|Nakayashiki, Toru - NIH, BETHESDA, MD|
|Edskes, Herman - NIH, BETHESDA, MD|
|Wickner, Reed - NIH, BETHESDA, MD|
Submitted to: Proceedings of the National Academy of Sciences
Publication Type: Peer Reviewed Journal
Publication Acceptance Date: June 20, 2005
Publication Date: July 20, 2005
Citation: Nakayashiki, T., Kurtzman, C.P., Edskes, H.K., Wickner, R.B. 2005. Evidence that the yeast prions [URE3] and [PSI+] are diseases. Proceedings of the National Academy of Sciences. 102(30):10575-10580. Interpretive Summary: The yeast Saccharomyces was used as a model system to determine if prion-like genetic particles are maintained in yeast cells from generation to generation or whether they are lethal. Three types of prions were examined. The prion [PIN+] is maintained in isolates from various worldwide locations, but prions [URE3] and [PSI+] were absent from worldwide collections, indicating that they are lethal to the yeasts that carry them. This appears to be the first report of prions causing a disease in microorganisms, and the results may be useful in understanding prion infections in higher organisms.

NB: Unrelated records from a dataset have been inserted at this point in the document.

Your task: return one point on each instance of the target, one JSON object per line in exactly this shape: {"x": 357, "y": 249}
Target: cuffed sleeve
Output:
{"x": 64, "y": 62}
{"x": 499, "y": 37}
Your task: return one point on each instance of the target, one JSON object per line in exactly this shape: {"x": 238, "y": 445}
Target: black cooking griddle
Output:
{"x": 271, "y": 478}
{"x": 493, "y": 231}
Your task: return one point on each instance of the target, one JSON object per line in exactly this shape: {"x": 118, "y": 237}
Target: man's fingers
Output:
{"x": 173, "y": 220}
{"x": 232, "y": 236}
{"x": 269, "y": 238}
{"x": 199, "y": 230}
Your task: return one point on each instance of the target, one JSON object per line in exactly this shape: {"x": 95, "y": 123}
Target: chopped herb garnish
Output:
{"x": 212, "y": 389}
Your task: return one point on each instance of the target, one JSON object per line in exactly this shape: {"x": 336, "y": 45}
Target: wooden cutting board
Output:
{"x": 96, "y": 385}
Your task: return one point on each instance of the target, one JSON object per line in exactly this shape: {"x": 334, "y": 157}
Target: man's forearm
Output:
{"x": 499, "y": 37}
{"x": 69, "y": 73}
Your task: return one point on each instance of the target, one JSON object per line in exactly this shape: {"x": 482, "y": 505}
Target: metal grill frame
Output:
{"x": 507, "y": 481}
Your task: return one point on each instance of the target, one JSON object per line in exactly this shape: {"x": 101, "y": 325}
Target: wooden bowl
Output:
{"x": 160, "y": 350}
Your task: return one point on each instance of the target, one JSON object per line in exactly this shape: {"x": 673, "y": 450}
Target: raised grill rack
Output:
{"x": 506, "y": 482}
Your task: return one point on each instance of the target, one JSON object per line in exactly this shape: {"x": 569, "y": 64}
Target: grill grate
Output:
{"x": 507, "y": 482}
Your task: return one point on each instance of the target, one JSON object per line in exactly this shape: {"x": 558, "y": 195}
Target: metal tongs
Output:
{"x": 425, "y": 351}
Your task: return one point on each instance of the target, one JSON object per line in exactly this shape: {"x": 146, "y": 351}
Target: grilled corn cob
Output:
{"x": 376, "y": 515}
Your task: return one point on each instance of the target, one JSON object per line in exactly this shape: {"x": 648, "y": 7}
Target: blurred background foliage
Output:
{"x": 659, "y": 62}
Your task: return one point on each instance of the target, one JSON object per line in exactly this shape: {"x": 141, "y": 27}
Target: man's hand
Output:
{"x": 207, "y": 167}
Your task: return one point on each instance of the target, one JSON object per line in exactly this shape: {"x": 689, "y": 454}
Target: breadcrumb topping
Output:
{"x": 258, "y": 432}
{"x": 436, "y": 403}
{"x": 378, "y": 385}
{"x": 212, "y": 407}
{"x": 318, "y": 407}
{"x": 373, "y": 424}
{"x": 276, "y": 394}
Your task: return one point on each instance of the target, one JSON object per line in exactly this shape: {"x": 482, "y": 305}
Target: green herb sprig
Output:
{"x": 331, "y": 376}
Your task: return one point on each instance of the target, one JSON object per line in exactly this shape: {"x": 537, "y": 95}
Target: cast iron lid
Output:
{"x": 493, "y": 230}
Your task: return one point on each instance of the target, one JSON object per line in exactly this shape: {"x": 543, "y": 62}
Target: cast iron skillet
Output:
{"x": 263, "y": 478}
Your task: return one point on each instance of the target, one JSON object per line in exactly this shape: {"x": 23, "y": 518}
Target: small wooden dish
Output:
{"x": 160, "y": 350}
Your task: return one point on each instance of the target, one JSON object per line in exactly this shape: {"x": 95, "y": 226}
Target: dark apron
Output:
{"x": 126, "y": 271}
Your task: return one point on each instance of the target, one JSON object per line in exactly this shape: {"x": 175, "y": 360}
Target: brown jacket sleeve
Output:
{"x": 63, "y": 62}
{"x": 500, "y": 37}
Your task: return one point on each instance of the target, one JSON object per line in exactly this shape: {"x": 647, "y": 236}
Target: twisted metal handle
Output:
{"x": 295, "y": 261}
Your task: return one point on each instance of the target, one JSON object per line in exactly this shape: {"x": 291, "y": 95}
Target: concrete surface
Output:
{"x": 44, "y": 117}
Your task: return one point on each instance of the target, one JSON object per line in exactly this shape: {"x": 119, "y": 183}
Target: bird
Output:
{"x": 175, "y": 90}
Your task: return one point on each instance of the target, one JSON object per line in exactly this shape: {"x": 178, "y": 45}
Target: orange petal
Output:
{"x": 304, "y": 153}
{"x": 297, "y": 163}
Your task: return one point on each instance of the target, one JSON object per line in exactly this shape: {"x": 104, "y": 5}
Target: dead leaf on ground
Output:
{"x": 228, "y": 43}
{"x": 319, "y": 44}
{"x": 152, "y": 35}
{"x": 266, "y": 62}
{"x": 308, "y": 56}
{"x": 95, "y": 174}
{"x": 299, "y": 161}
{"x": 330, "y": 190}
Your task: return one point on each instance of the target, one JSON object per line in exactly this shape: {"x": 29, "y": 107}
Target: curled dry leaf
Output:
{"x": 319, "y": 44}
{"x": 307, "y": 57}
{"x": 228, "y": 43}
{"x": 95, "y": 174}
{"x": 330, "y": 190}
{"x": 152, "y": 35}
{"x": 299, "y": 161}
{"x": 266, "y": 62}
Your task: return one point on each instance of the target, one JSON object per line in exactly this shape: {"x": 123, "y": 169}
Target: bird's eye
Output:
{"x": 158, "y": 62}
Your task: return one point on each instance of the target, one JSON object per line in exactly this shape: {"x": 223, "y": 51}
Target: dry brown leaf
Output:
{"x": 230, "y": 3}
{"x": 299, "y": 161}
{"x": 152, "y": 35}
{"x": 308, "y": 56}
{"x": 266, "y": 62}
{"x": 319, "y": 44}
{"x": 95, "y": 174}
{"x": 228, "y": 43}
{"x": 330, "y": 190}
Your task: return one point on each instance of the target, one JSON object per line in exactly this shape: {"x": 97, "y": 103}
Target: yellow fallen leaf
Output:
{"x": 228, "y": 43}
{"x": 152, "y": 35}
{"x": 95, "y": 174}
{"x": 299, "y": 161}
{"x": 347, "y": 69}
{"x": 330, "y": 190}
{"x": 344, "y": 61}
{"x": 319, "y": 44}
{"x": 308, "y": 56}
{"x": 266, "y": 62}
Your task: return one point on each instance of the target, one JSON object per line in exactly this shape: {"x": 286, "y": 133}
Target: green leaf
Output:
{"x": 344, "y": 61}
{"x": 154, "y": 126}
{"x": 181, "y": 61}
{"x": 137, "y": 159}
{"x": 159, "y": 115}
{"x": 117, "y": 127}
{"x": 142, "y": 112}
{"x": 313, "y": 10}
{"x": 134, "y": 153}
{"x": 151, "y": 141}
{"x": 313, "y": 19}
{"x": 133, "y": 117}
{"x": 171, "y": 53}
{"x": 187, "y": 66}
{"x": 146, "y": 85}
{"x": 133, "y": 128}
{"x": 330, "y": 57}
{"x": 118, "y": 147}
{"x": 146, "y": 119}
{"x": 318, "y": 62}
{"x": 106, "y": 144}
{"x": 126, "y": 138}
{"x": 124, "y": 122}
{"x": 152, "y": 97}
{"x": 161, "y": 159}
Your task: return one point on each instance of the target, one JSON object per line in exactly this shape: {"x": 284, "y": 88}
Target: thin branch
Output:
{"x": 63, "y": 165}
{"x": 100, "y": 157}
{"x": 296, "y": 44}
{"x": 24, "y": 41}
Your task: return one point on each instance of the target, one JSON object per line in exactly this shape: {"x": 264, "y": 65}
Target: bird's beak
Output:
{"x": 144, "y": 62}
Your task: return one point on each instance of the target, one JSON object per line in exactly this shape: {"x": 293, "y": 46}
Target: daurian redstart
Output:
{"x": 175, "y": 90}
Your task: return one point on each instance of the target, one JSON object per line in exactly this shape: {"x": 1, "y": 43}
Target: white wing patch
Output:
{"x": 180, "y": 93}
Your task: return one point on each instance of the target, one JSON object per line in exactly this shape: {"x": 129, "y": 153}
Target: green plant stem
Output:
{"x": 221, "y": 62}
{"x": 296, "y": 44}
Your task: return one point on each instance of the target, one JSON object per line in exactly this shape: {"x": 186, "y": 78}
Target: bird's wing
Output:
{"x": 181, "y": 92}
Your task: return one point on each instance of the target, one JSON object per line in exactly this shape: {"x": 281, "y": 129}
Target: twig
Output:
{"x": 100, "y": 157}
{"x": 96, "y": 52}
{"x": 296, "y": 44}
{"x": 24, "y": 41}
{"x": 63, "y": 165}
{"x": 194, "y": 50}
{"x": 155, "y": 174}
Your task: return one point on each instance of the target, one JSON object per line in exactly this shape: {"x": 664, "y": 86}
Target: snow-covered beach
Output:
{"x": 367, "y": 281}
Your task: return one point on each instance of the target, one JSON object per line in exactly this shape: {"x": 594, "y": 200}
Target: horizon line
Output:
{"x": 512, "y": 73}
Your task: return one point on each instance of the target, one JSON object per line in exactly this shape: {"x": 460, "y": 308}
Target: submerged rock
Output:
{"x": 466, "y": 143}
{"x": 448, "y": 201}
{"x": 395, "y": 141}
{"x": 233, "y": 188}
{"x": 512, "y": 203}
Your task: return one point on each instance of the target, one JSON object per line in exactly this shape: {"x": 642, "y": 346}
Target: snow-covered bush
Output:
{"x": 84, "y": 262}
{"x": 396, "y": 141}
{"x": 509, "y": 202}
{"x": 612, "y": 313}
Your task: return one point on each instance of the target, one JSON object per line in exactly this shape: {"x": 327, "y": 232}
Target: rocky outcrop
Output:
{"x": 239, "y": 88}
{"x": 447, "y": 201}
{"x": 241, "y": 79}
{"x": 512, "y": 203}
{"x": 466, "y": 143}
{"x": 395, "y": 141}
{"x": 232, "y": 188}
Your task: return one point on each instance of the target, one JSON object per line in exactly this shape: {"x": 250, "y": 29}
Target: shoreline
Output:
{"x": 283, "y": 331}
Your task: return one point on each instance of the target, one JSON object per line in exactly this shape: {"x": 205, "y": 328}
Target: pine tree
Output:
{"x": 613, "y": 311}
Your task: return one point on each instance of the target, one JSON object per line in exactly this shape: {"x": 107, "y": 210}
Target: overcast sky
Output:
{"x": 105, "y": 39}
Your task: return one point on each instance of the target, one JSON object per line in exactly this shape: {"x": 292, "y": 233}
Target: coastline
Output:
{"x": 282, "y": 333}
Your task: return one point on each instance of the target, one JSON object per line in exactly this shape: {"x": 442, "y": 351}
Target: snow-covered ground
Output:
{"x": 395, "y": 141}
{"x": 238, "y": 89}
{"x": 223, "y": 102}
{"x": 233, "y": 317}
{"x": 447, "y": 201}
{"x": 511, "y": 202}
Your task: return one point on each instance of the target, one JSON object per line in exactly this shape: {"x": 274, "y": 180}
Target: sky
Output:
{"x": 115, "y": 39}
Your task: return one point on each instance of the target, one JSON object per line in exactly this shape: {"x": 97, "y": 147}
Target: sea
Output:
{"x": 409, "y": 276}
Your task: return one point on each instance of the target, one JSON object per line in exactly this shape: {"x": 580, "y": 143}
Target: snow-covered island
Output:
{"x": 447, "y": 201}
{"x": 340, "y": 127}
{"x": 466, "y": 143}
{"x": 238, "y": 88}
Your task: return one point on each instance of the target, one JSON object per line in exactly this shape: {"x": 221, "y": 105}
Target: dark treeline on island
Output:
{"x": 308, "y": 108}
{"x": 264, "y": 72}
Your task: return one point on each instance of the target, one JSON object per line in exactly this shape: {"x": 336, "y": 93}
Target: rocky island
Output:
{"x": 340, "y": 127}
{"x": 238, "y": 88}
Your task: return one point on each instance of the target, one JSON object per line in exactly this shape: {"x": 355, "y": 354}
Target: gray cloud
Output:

Technical Abstract: Viruses, plasmids and prions can spread in nature in spite of being a burden to their hosts. Because a prion arises de novo in >1 in 10(to the 6th degree) cells and spreads to all offspring in meiosis, its absence in wild strains would imply it has a net deleterious effect on its host. Among 70 wild Saccharomyces strains, we found the [PIN+] prion in 11 strains, but the [URE3] and [PSI+] prions were uniformly absent. In contrast, the ‘selfish’ 2u'DNA was in 38 wild strains and the ‘selfish’ RNA replicons L BC, 20S and 23S were found in 8, 14 and 1 strains, respectively. The absence of [URE3] and [PSI+] in wild strains indicates that each has a net deleterious effect on its host.